Chinese telecom equipment and systems company ZTE, which has about $17 billion in annual revenue, has ceased “major operating activities” in the wake of the Trump administration’s ban on it using U.S.-made components for the next seven years. Trading in its shares has been suspended for weeks, and its workers in the Shenzhen factory have little to do but attend occasional training sessions. New guidelines tell its staff to reassure clients, but not discuss the details of the U.S. technology the company is currently banned from using.
The New York Times reports that, “ZTE is facing a death sentence,” since the U.S. Commerce Department “blocked its access to American-made components until 2025, saying the company failed to punish employees who violated trade controls against Iran and North Korea.”

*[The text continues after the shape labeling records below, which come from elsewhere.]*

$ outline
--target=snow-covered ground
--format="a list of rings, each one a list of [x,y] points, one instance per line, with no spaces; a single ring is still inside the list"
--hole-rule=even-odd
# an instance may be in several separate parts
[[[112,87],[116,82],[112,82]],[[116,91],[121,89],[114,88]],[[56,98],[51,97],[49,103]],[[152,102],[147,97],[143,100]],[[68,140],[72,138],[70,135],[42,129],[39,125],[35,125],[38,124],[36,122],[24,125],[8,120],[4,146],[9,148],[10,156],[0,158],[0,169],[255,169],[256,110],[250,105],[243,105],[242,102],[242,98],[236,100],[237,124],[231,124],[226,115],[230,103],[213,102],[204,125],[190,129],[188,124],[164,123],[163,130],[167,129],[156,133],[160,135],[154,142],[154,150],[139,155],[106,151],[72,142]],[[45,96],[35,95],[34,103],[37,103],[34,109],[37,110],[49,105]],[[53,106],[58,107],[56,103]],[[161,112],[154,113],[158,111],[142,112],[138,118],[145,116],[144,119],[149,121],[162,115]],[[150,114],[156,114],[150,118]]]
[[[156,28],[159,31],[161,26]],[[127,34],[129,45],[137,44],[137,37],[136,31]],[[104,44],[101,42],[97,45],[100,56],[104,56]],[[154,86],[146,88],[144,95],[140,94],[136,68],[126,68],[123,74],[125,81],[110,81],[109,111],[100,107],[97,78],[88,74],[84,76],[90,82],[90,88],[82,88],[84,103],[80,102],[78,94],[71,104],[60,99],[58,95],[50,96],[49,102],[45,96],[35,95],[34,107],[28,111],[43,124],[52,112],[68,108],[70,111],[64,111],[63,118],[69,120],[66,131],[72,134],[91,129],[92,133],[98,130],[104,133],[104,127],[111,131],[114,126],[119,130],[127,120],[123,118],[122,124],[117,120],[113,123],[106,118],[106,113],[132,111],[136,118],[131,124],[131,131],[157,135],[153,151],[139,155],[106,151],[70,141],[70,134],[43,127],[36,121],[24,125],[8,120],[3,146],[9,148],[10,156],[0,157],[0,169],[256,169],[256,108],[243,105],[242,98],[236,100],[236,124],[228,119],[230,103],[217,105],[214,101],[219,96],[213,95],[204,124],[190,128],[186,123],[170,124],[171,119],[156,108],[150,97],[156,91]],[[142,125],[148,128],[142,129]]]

The U.S. technology being withheld include microchips that power ZTE’s wireless stations and optical components for its optical fiber networks as well as Android operating systems for its smartphones. ZTE, which has 75,000 employees, is the No. 4 smartphone seller in the U.S.
Xi Jinping, president of the People’s Republic of China, has urged the country to achieve more self-sufficiency, especially as Trump threatens a trade war. He referred to a Mao-era program that, with tenacity and frugality, resulted in two bombs and one satellite. “This was because we made best use of the socialist system — we concentrated our efforts to get great things done,” he said. “The next step is to do the same with science and technology. We must cast away false hopes and rely on ourselves.”
NYT notes that, “ZTE’s moment of crisis, if it leads to the company’s collapse, could also show how the tech cold war might ripple around the world.” The company “does business in more than 160 countries … and its telecommunications gear supports the digital backbone of a great swath of the developing world.”
ZTE’s demise would put South Africa-based MTN in an exposed position; the wireless carrier “serves 220 million people in 22 nations in Africa and the Middle East.” Norwegian carrier Telenor, which operates in Asia, also said it is “following the situation closely.”
ZTE “said it had worked to improve its compliance practices,” and has sent “additional information to the Commerce Department,” requesting “a stay on the export ban.” The sanctions, says NYT, “appear to be supercharging Beijing’s determination to upgrade China’s microchip makers.”
“They’re going to pour billions of dollars into preventing this from ever happening again,” said Sanford C. Bernstein telecom analyst Chris Lane. “In the long run, strategically, this might be worse for the U.S. than the current situation.”